Ignoring the inefficiencies of this implementation, the following line:

for(int k = 0; k <= password.length(); k++) {

Should either be:

for(int k = 0; k < password.length(); k++) {
//                ^ removed the = from here

Or:

for(int k = 0; k <= password.length() - 1; k++) {
//                                    ^ subtract 1 here

For the following string:

String s = "this-is-a-test";

s.length() is going to return 14. The valid indices of characters in that string are 0 through 13. The idiomatic way of iterating over an array with a for loop is:

for (int i = 0; i < length_of_array; i++)

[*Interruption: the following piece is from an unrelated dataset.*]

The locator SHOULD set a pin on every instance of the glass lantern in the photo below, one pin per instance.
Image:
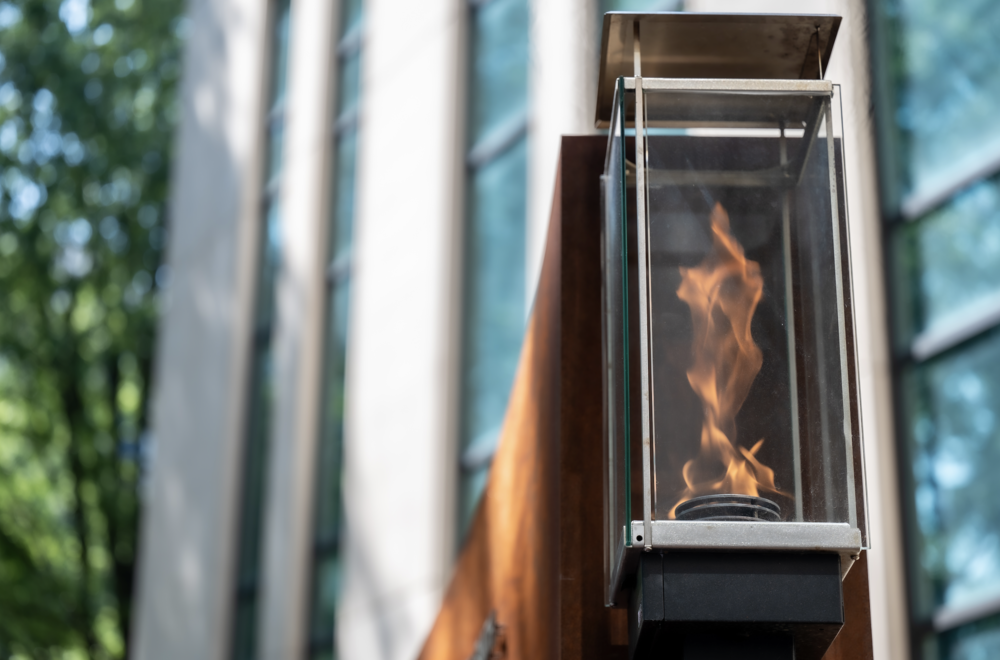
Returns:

You've opted to instead use i <= length_of_array - 1 which is effectively the same thing (albeit more verbose), except for your last for loop where you neglect to subtract 1 from the length.

Here is a simplistic method for checking password validity based on the criteria you provided:

public static boolean isPasswordValid(String password)
{
    if (password.length() < 10) {
        return false;
    }

    int lc = 0, uc = 0, digit = 0;

    for (int i = 0; i < password.length(); i++) {
        char c = password.charAt(i);

        if (Character.isLowerCase(c)) {
            lc++;
        } else if (Character.isUpperCase(c)) {
            uc++;
        } else if (Character.isDigit(c)) {
            digit++;
        }
    }

    return lc > 0 && uc > 0 && digit > 0;
}

This will return true if all of the conditions pass, and false otherwise.